Description (en)
While the Open Archive Information System (OAIS) model has become the de facto standard for preservation archives, the design and implementation of a repository or reliable long term archive lacks adopted technology standards and design best practices. This paper is intended to provide guidelines and recommendations for standards implementation and best practices for a viable, cost effective, and reliable repository and preservation storage architecture. This architecture is based on a combination of open source and commercially supported software and systems.
Although several operating systems currently exist, the logical choice for an archive storage system is an open source operating system, of which there are two primary choices today: Linux and Solaris. There are many varieties of Linux available and supported by nearly all system manufacturers. The Solaris Operating System is freely downloadable from Sun Microsystems. Many variants of the Linux operating system and Solaris are available with support on a fee base.
The Hierarchical Storage System, or HSM, is a key software element of the archive. The HSM provides one of the key components that contributes to reliability by through data integrity checks and automated file migration. The HSM provides the ability to automate making multiples copies of files, auditing files for errors based on checksum, rejecting bad copies of files and making new copies based on the results of those audits. The HSM also provides the ability to read in an older file format and write-out a new file format thus migrating the format and application information required to ensure archival integrity of the stored content. The automation of these functions provides for improved performance and reduced operating costs.

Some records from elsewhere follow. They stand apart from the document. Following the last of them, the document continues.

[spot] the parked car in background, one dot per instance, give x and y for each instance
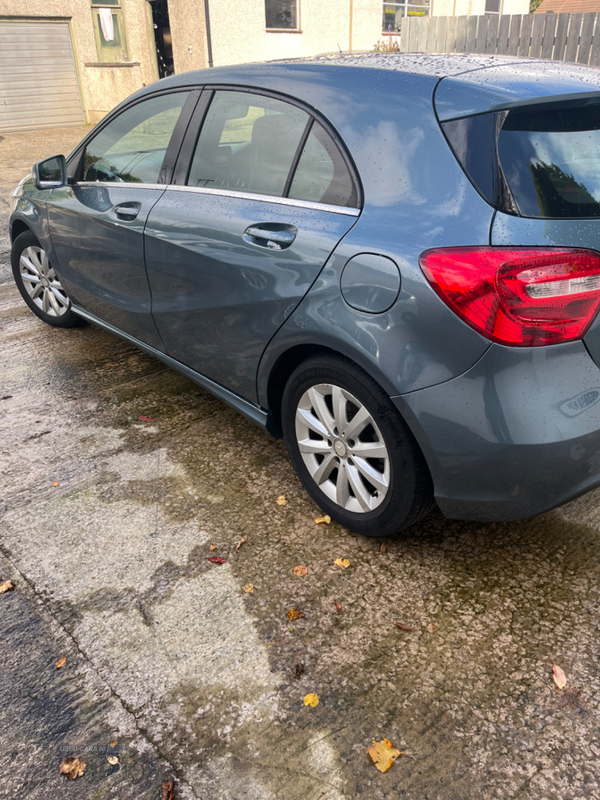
(393, 261)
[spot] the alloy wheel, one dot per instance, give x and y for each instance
(342, 448)
(41, 283)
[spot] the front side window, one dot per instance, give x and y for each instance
(551, 160)
(247, 144)
(393, 13)
(281, 14)
(132, 147)
(109, 31)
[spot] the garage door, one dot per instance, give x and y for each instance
(38, 81)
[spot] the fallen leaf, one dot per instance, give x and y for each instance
(383, 754)
(72, 767)
(560, 679)
(298, 670)
(168, 790)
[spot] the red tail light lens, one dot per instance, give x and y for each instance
(526, 297)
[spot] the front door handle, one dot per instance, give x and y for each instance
(273, 235)
(126, 211)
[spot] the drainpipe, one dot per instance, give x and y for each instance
(350, 31)
(208, 39)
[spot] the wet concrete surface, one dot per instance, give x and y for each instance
(169, 655)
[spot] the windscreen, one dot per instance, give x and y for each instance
(551, 160)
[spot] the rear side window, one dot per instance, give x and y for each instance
(248, 143)
(551, 160)
(322, 175)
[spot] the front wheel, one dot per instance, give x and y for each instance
(352, 451)
(39, 285)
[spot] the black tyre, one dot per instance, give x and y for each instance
(39, 284)
(352, 450)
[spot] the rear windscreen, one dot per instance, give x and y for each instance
(551, 160)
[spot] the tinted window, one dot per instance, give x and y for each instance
(132, 147)
(322, 175)
(247, 144)
(551, 160)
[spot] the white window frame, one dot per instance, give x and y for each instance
(406, 5)
(297, 29)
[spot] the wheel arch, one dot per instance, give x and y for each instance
(18, 227)
(278, 370)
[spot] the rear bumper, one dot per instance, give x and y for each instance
(516, 435)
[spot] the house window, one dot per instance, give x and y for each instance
(109, 31)
(281, 14)
(393, 13)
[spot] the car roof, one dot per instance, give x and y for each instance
(464, 83)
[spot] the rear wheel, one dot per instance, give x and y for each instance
(352, 450)
(39, 284)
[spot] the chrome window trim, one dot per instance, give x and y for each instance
(267, 198)
(122, 184)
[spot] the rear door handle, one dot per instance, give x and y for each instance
(126, 211)
(274, 236)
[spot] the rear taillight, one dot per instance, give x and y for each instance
(518, 296)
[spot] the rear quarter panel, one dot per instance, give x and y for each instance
(416, 197)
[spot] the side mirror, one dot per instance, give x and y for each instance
(51, 173)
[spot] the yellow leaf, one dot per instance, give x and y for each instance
(383, 754)
(343, 563)
(560, 679)
(72, 767)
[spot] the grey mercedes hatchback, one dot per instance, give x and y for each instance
(392, 261)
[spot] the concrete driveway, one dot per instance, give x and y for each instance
(107, 524)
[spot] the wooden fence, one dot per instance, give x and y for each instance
(561, 37)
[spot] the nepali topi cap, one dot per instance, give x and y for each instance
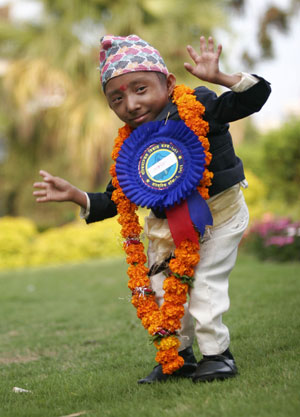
(122, 54)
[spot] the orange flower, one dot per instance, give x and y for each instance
(168, 316)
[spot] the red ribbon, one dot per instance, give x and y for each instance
(180, 223)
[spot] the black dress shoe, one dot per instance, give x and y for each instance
(217, 367)
(186, 371)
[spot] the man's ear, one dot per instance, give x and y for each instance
(171, 83)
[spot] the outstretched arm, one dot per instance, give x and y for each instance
(206, 64)
(57, 189)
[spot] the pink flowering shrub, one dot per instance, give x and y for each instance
(274, 238)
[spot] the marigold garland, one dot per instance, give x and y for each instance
(162, 323)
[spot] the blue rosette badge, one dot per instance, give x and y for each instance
(160, 166)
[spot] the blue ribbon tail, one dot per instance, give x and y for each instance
(199, 212)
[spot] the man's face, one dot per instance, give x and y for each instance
(138, 97)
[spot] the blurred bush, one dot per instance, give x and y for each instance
(276, 239)
(255, 195)
(22, 245)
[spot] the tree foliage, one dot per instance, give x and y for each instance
(281, 161)
(52, 113)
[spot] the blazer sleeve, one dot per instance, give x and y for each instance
(101, 205)
(231, 106)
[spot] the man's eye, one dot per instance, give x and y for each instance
(116, 100)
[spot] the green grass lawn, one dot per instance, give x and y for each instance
(70, 335)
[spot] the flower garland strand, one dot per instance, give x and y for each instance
(162, 322)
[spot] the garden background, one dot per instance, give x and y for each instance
(53, 116)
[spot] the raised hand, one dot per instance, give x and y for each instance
(207, 62)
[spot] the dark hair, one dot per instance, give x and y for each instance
(162, 77)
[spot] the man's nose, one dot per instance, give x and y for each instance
(132, 103)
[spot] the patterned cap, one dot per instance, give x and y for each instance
(120, 55)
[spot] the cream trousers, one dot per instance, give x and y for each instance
(208, 299)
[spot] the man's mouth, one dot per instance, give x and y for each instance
(139, 119)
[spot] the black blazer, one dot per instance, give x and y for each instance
(219, 112)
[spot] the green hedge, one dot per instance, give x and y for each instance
(22, 245)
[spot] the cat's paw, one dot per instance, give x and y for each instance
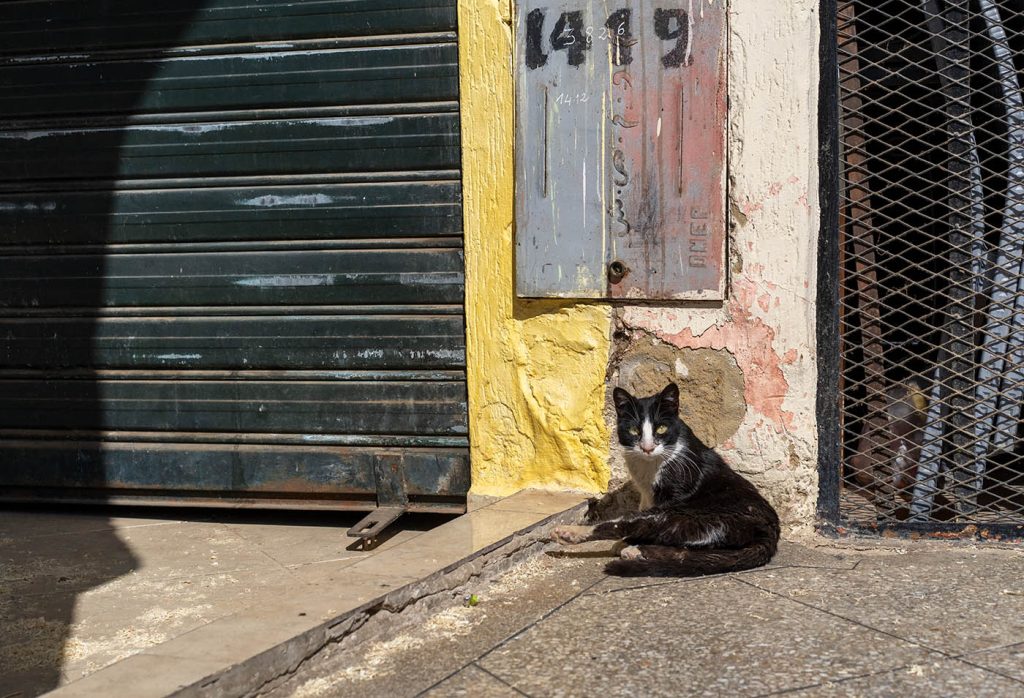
(631, 553)
(569, 535)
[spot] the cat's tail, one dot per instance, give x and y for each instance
(655, 562)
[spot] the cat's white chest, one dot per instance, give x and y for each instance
(643, 472)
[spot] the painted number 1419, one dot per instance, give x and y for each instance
(569, 35)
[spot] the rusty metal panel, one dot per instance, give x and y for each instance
(622, 114)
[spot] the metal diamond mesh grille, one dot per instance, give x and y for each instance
(932, 260)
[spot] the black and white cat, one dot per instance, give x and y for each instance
(697, 515)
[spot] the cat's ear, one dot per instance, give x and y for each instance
(622, 399)
(670, 398)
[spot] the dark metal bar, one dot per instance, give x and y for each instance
(829, 432)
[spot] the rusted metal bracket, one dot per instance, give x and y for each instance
(375, 522)
(391, 499)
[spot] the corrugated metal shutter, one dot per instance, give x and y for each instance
(230, 252)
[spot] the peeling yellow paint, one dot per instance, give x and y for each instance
(537, 368)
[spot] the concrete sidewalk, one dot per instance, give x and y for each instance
(825, 618)
(111, 602)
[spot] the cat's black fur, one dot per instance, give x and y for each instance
(704, 518)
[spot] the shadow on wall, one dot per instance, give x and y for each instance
(73, 75)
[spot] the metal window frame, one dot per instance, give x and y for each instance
(828, 410)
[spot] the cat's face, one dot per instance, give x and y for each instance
(649, 427)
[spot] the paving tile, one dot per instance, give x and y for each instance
(472, 682)
(944, 678)
(25, 524)
(413, 658)
(193, 548)
(713, 636)
(1008, 660)
(138, 612)
(950, 600)
(140, 677)
(790, 555)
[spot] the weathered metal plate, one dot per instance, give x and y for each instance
(180, 469)
(621, 148)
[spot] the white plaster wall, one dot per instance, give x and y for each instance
(768, 323)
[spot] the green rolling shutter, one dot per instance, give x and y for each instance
(230, 253)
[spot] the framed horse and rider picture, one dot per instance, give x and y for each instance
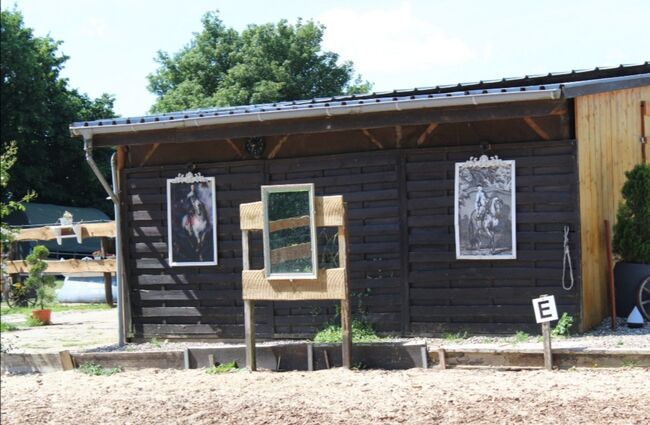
(484, 209)
(191, 220)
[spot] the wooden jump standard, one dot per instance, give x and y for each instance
(331, 284)
(85, 230)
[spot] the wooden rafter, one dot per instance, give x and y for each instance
(536, 128)
(398, 135)
(277, 147)
(372, 138)
(423, 137)
(235, 148)
(153, 149)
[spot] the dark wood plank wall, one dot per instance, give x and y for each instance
(190, 301)
(404, 278)
(449, 295)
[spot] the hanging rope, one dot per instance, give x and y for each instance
(567, 259)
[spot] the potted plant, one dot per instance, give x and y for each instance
(42, 284)
(631, 241)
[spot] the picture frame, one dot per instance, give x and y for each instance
(289, 232)
(485, 209)
(192, 220)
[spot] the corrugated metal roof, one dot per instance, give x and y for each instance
(606, 77)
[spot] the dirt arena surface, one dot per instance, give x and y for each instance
(336, 396)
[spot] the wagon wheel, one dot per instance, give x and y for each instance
(643, 298)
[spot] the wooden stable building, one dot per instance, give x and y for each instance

The Sun StorageTek Storage Archive Manager (SAM) software provides the core functionality of the recommended preservation storage architecture. SAM provides policy based data classification and placement across a multitude of storage devices from high speed disk, low cost disk, or tape. SAM also simplifies data management by providing centralized metadata. SAM is a self-protecting file system with continuous file integrity checks.
The digital content archive provides the content repository (or digital vault) within Sun's award-winning Digital Asset Management Reference Architecture (DAM RA). DAM RA enables digital workflow and the content archive provides permanent access to digital content files.
With SAM software, the files are stored, tracked, and retrieved based on the archival requirements. Files are seamlessly and transparently available to other services. SAM software creates virtually limitless capacity. Its scalability allows for continual growth throughout the archive with support for all data types. The policy based SAM software stores and manages data for compliance and non-compliance archives using a tiered storage approach with integrated disk and tape into a seamless storage solution, SAM software simplifies the archive storage. Allows you to automate data management policies based on file attributes. You can manage data according to the storage and access requirements of each user on the system and decide how data is grouped, copied, and accessed based on the needs of the application and the users. Helps you maximize return on investments by storing data on the media type appropriate for the life cycle of the data and simplifying system administration.
Sun Open Storage solutions provide the systems built with an open architecture using industry-standard hardware and opensource software. This open architecture allows the most flexible selection of the hardware and software components to best meet storage requirements. In a closed storage environment, all the components of a closed system must come from the vendor. Customers are locked into buying disk drives, controllers, and proprietary software features from a single vendor at premium prices and typically cannot add their own drives or software to improve functionality or reduce the cost of the closed system. Long term preservation is directly dependant on the long term viability of the software components. Open source solutions offer the most viable long term option with open access and community based development and support.